Later in the paper, Kahan goes on to assert that precisely this strategy is working right now in Southeast Florida, where members of the Regional Climate Change Compact have brought on board politically diverse constituencies by studiously avoiding pushing anyone’s buttons. Kahan even shows polling data suggesting that questions like "local and state officials should be involved in identifying steps that local communities can take to reduce the risk posed by rising sea levels" do not provoke a polarized response in this region. Rather, liberals and conservatives alike in Southeast Florida agree with such a statement, which references a major consequence of climate change while ignoring the gigantic elephant in the room…its cause.
I’ve emphasized that las bit, because it is so damning. What good is this approach? If you know anything about science at all, you understand that how we know what we know, the epistemology of science, is absolutely critical to our progress. You’re stuck like my students in the early part of the semester, able to tick off check boxes on a multiple choice test or follow a cookbook procedure to arrive at a specific answer, but unable to generalize or extend their knowledge to new problems (really, let me assure you though, most of them got much better at that by the end of the term!). Those respondents in Florida don’t understand the science — all the participants know is which buttons to push, which ones to avoid, with the aim of steering the poor stupid mouse through the maze to a cheese award at the end.
OK, to be fair, this is a case where Mooney is at least vaguely aware of the problem. Here’s his next paragraph.
Here’s the problem, though. Maybe this approach will work up to a point, or in certain locales (in North Carolina, the response to sea level rise is pretty different). But at some point, we really do need to all agree that the globe is warming, so that we can then make very difficult choices on how to deal with that. To save our feverish planet, it is dubious that merely having conservatives know what scientists think—rather than accepting it themselves, taking the reality into their hearts and identities—will be enough.
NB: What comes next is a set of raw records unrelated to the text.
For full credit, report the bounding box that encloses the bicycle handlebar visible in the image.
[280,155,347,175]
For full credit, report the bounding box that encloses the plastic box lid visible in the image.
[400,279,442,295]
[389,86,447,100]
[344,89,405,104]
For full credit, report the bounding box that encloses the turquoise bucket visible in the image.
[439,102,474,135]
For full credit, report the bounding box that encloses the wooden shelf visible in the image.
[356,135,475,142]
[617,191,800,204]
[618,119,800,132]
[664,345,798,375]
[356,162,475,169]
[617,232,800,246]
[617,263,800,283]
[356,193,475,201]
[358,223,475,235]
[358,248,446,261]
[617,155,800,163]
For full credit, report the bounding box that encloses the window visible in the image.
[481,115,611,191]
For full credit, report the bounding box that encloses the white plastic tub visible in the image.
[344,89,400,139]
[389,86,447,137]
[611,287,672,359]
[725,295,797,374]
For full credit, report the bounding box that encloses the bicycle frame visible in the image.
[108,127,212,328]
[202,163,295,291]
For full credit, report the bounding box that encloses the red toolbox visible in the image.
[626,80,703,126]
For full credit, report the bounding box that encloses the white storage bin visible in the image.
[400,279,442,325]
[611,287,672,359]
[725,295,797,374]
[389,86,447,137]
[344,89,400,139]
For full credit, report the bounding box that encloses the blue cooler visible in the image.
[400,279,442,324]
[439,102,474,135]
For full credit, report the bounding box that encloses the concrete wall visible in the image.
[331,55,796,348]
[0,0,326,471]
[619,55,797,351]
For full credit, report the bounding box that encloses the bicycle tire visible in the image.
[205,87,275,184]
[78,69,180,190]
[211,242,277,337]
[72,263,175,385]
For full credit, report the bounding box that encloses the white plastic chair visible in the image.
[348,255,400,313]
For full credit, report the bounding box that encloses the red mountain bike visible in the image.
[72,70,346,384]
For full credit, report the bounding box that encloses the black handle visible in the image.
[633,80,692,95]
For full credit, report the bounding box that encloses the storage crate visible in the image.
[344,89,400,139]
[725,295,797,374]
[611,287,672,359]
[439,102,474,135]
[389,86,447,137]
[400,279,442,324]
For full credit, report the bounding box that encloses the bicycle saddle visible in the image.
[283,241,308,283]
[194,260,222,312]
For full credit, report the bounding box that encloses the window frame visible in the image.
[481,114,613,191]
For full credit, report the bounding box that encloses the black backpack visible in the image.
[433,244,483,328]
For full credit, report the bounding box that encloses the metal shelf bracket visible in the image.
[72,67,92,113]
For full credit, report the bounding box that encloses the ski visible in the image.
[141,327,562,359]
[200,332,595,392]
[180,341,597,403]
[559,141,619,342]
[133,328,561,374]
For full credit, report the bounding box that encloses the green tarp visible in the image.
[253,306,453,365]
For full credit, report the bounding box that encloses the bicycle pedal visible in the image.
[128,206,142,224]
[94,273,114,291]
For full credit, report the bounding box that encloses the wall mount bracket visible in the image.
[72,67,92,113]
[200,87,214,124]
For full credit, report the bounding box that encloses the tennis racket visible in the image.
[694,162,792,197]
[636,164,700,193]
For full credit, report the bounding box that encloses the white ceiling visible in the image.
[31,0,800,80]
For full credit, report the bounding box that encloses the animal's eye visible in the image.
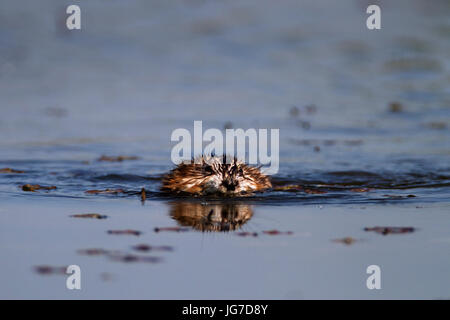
[205,166,214,174]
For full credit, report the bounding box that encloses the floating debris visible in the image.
[263,230,293,236]
[273,184,303,192]
[0,168,25,173]
[97,155,139,162]
[305,189,327,194]
[34,265,67,275]
[364,227,416,235]
[71,213,108,219]
[350,188,373,192]
[21,184,56,192]
[77,248,110,256]
[154,227,190,232]
[331,237,360,246]
[110,254,162,263]
[132,244,173,252]
[236,232,258,237]
[383,194,417,199]
[84,189,125,194]
[108,229,142,236]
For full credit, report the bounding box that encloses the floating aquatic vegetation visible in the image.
[132,244,173,252]
[364,227,416,235]
[305,189,327,194]
[34,265,67,275]
[77,248,111,256]
[273,184,303,192]
[331,237,360,245]
[84,189,125,194]
[97,155,139,162]
[350,188,373,192]
[263,229,293,236]
[21,183,56,192]
[71,213,108,219]
[154,227,190,232]
[109,253,162,263]
[0,168,25,173]
[108,229,142,236]
[235,232,258,237]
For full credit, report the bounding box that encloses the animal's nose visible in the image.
[223,180,236,191]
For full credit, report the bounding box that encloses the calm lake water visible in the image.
[0,0,450,299]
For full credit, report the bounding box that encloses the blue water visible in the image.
[0,0,450,299]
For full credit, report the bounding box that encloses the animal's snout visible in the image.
[222,180,236,191]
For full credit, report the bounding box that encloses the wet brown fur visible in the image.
[161,156,272,195]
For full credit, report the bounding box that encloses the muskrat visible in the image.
[161,155,272,195]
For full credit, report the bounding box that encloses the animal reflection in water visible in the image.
[170,202,253,231]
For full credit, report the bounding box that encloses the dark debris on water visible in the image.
[364,226,416,235]
[70,213,108,219]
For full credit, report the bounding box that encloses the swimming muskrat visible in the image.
[161,156,272,195]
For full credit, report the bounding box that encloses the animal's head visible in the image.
[197,156,271,195]
[163,156,272,195]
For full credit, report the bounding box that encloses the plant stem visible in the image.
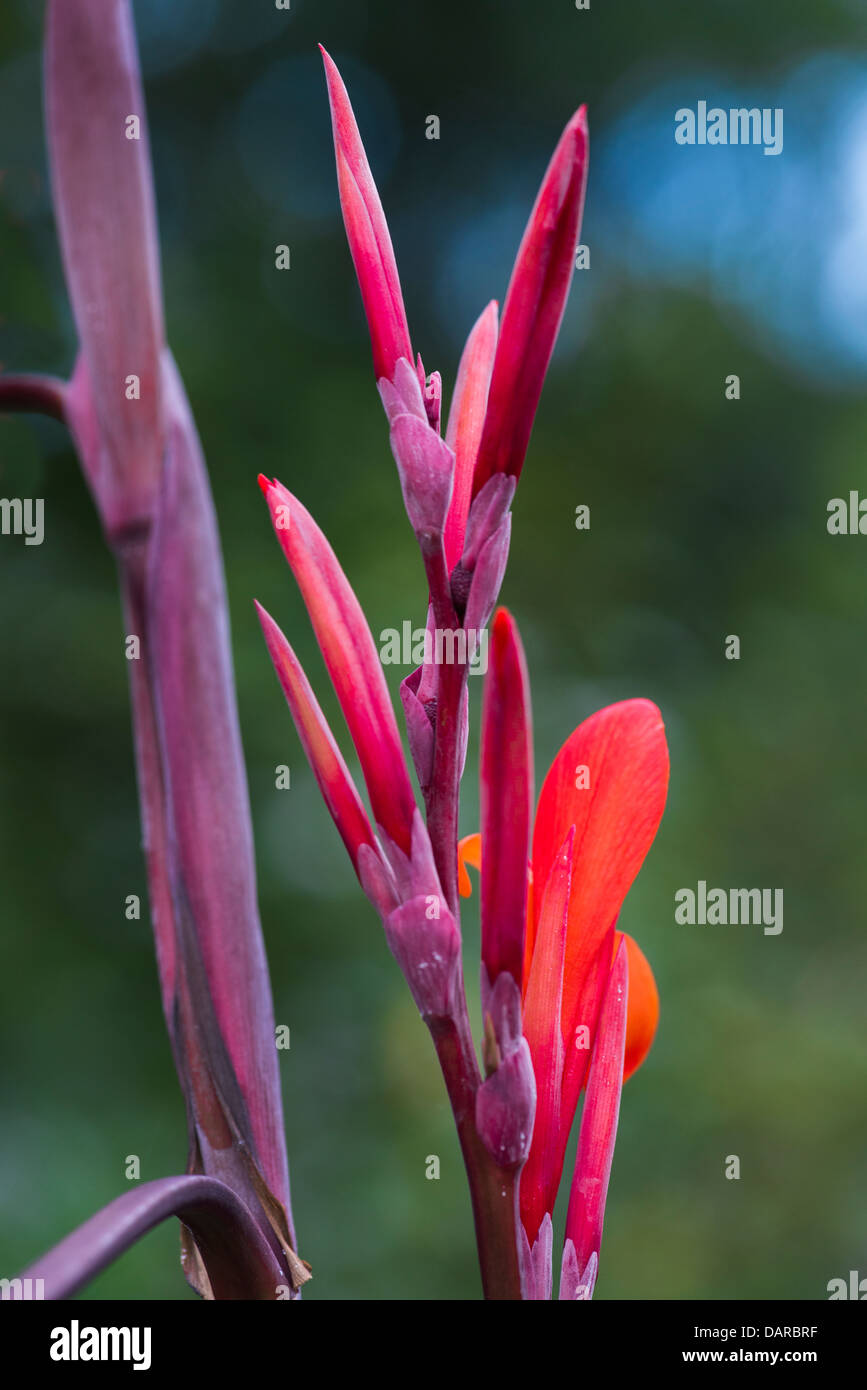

Very good. So why did Mooney write a whole column arguing that conservatives aren’t really as anti-science as they seem to be, that ends with an acknowledgment that, well, not knowing how reality works isn’t a good long-term strategy for responding to challenges from reality? The entire first 90% of the article is bogged down with this misbegotten notion that we can equate science understanding with checking the right alternative on a multiple choice test, only to notice in the last paragraph that oh, hey, that’s not science.